How the hell were you supposed to return this? You sighed, pinching the bridge of your nose. “Alright,” you said, slightly defeated. “Did you come with a packing slip at least?” There was rustling inside the opened box, before a hoof stuck out of the flap, somehow holding a crumpled piece of paper.

It wasn’t printed like a proper receipt should be. Instead, it was a handwritten note. You unfolded it and squinted at the smudged cursive.

Hey,

Ran out of the Apples you wanted, sorry. All we have left is this Braeburn. Please accept this extra non-apple we found in our orchards, and our apologies.

Great. No receipt. You huffed, then blinked. Wait, non-apple? Crap, was it alive and cartoon-y too? You lunge for the other box and rip open the tape, opening the cardboard.
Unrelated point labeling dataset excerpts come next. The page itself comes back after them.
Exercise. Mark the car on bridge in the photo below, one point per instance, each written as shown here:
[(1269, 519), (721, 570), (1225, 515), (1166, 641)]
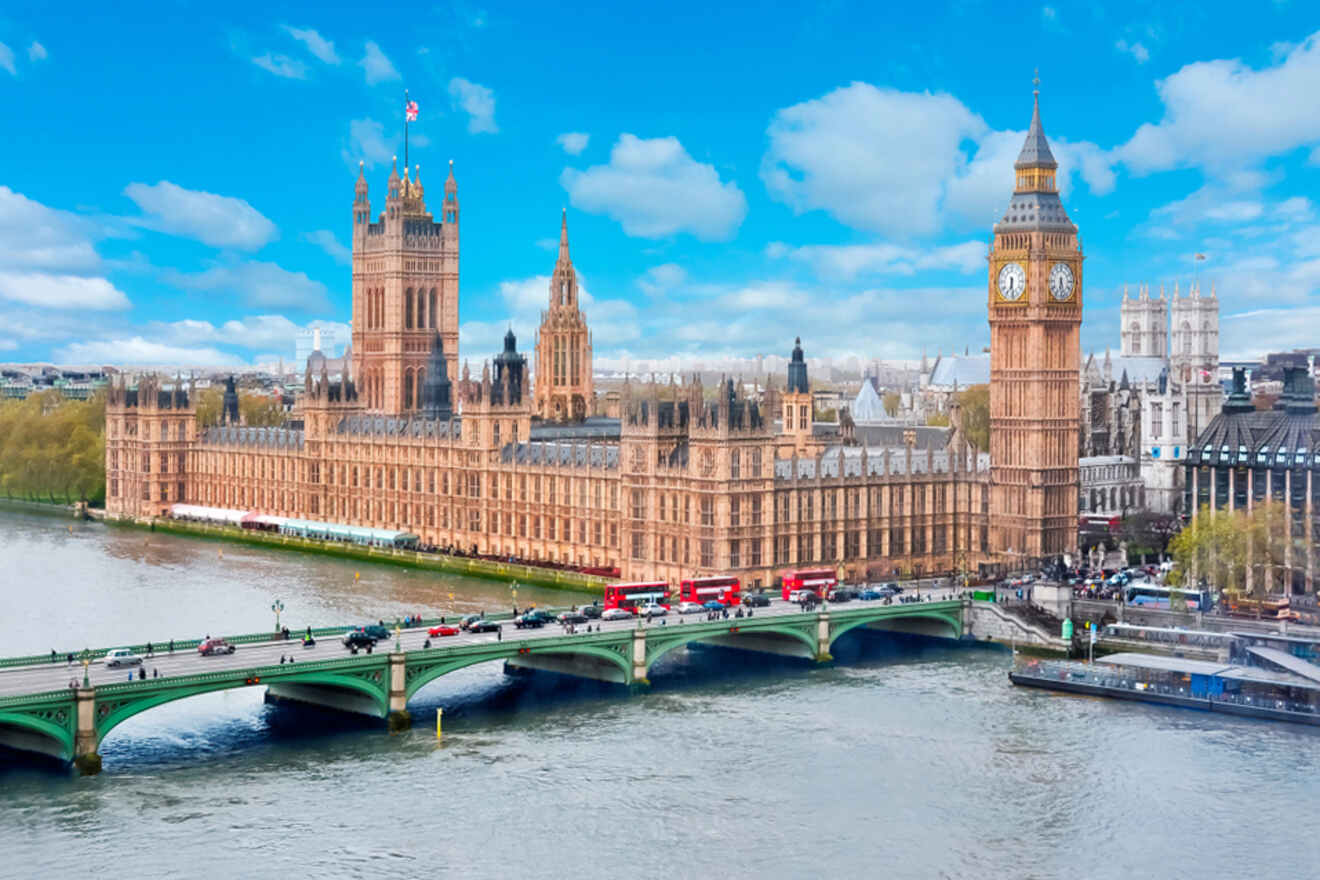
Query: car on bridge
[(122, 657), (533, 619), (358, 639), (215, 647)]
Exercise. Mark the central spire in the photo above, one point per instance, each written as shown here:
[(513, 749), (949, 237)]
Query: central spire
[(564, 236)]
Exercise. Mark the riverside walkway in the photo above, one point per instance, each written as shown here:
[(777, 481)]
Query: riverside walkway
[(45, 706)]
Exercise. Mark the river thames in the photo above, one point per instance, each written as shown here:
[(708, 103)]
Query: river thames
[(906, 759)]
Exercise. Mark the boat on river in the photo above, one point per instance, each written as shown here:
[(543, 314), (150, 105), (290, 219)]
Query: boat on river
[(1253, 691)]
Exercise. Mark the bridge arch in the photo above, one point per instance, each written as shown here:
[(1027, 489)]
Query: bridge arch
[(425, 674), (34, 734), (939, 619), (659, 645), (116, 711)]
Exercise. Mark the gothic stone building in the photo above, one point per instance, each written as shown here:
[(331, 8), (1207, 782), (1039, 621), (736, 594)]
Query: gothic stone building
[(687, 480)]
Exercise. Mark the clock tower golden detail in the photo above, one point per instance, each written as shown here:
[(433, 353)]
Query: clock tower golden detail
[(1035, 301)]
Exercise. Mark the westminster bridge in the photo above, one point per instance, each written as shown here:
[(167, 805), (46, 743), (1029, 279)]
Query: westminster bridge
[(62, 710)]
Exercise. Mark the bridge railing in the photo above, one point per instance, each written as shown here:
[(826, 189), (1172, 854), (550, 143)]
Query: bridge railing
[(243, 639)]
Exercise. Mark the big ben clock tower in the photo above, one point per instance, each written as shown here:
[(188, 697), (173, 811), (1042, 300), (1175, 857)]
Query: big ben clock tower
[(1035, 363)]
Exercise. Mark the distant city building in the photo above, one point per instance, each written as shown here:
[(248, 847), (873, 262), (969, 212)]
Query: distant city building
[(692, 478)]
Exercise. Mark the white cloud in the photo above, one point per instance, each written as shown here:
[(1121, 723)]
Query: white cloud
[(1222, 114), (663, 277), (136, 351), (573, 143), (61, 290), (219, 220), (1134, 49), (898, 162), (255, 333), (326, 240), (655, 189), (367, 143), (281, 66), (258, 284), (848, 261), (379, 69), (478, 102), (316, 44), (36, 236)]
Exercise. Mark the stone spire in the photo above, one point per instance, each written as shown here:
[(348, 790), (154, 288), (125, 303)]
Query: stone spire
[(1035, 149), (564, 238)]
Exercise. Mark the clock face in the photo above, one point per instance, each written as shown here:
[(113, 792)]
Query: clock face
[(1060, 281), (1013, 281)]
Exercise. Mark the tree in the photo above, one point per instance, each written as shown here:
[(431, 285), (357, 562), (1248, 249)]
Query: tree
[(1149, 533), (974, 405), (1238, 552), (260, 410)]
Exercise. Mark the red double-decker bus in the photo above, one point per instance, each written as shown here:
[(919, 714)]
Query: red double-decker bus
[(819, 581), (635, 595), (725, 590)]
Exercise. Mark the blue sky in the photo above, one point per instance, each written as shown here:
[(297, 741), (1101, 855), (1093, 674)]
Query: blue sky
[(177, 180)]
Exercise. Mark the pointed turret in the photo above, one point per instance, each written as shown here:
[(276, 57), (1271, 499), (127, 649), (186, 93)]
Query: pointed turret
[(1035, 149)]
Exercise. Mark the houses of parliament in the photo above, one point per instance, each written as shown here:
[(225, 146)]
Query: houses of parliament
[(510, 459)]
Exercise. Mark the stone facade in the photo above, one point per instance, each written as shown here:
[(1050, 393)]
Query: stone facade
[(1035, 305), (687, 480), (564, 383)]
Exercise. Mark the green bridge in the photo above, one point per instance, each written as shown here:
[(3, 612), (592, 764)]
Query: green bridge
[(70, 722)]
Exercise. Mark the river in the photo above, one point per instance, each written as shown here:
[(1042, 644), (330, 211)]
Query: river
[(904, 759)]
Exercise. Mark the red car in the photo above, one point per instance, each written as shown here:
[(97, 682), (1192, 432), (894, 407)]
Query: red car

A chicken stared up at you, grey and mottled and- no, wait, not a chicken. Half lion. A griffon or something. It’d been years since you’d seen the show. It gave you a cute yawn, eyes squinting shut as it stretched as best it could in the box.
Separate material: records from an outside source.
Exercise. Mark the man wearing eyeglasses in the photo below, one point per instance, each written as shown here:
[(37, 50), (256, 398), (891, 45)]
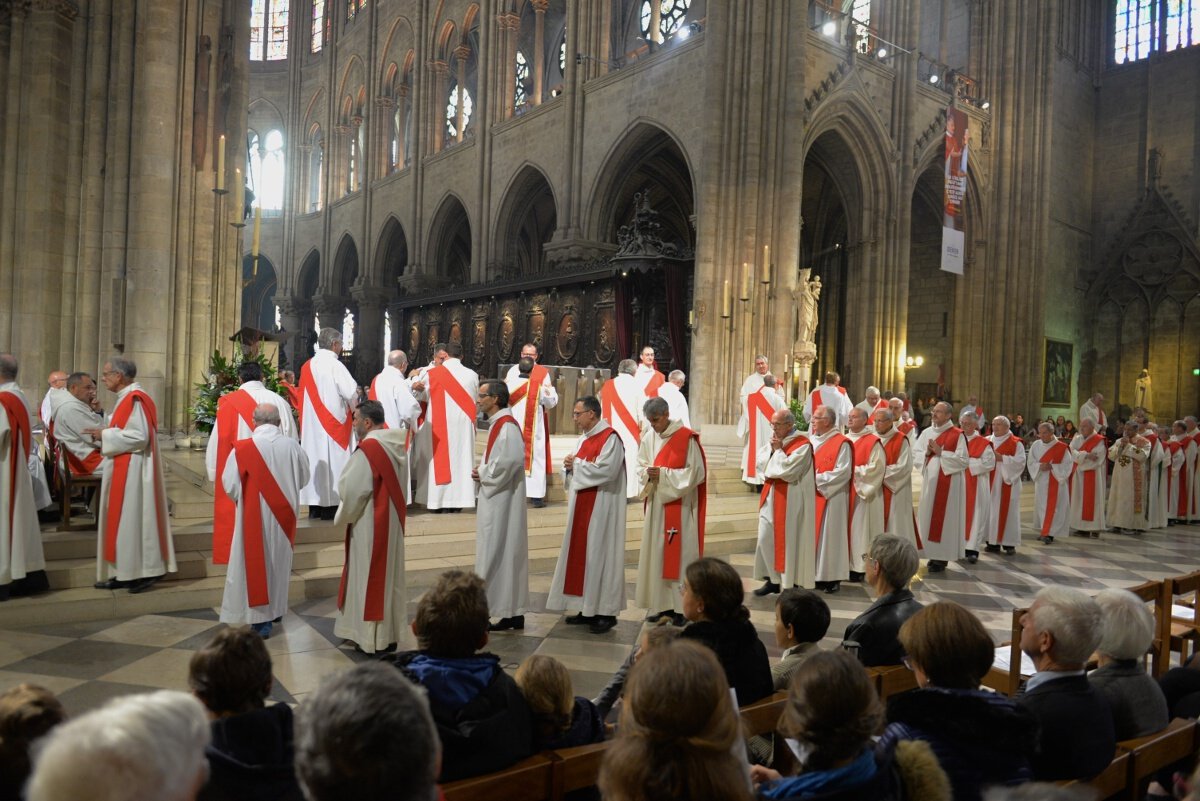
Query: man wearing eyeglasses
[(591, 572)]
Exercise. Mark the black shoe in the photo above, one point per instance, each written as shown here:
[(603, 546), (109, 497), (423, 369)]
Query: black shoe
[(143, 584)]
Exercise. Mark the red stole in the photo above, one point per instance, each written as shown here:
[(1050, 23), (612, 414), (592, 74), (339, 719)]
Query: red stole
[(610, 403), (585, 504), (18, 449), (1008, 447), (121, 473), (337, 429), (1054, 455), (442, 383), (673, 456), (779, 505), (258, 483), (235, 405), (949, 441), (387, 493), (976, 447), (532, 390), (756, 404)]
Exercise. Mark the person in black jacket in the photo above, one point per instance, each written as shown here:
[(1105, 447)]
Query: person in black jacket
[(1060, 632), (483, 720), (712, 601), (251, 753), (889, 564)]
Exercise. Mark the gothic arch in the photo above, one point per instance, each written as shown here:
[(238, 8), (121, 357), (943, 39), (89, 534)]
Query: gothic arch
[(525, 222)]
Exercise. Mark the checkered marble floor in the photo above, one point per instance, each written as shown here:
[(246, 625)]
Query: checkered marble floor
[(90, 662)]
“That took forever,” it chirped, fluffing up its wings. “Hey Braeburn, you make it okay?”

“Yeah,” called out the other box, before the side of it exploded. The pony stuck its head out of the busted box a moment later. “Sorry,” he said to you, giving you an understanding smile. “It was kind of a long ride. Hope ya didn’t plan to keep the box.”

He crawled out of the cardboard wreckage and groaned, stretching each of his hooves in turn. “That’s Gabby, by the way,” he said, as though that explained why there were two cartoonish… creatures on your driveway. The pony screwed up his face before lighting up. “Oh yeah! Ah was told to tell ya something.” You stared at him as he waved a hoof wildly at the griffon, who was half out of the box and stretching rather catlike. “Don’t give her caffeine, unless you plan to buy new furniture anyway.”

“Uh, thanks?” you manage as he looks around. “I was expecting apple trees, you know. Not… My Little Ponies.”

“Aww, but I’m not a pony! That’s just silly!” Gabby sang, examining the yard with what you were afraid was boundless enthusiasm. “I’m a griffon! We eat meat! You, uh, aren’t vegetarian, are you? Or, what’s that called? The one that’s worse than vegetarian?”

“Vegan,” said Braeburn, examining the holes you’d dug. “Ah ain’t quite a tree, but Ah sure hope you're not expectin’ me to sit in this here hole anyway. It’s far too small for me or a sapling, ya know, and the soil looks too dusty to support a tree for very long.” He gave you a smile, a bit hopeful. “Ah know we aren’t quite what y’all were expecting, but Ah’m more than happy to help with growin’ trees if you need it!”

“Yeah!” added Gabby from across the yard, her head stuck under your car. “We can help! Braeburn knows things about plants, and I’ll do whatever you need me to! I like trying new things! Just don’t make us go back in the boxes. It was too stuffy in there.” She laughed, her wings twitching, before pausing. “Brae? I’m stuck.”

You sighed, looking between the eager pony trotting towards the half of the griffon not underneath the car and the demolished boxes. Well, there were certainly worse ways to spend quarantine, you decided. And they weren’t quite new instruments, so maybe your housemates would let them stay. You waved them towards your door, pulling your house key out of your pocket. At least you’d be able to say you did something interesting during all this, right?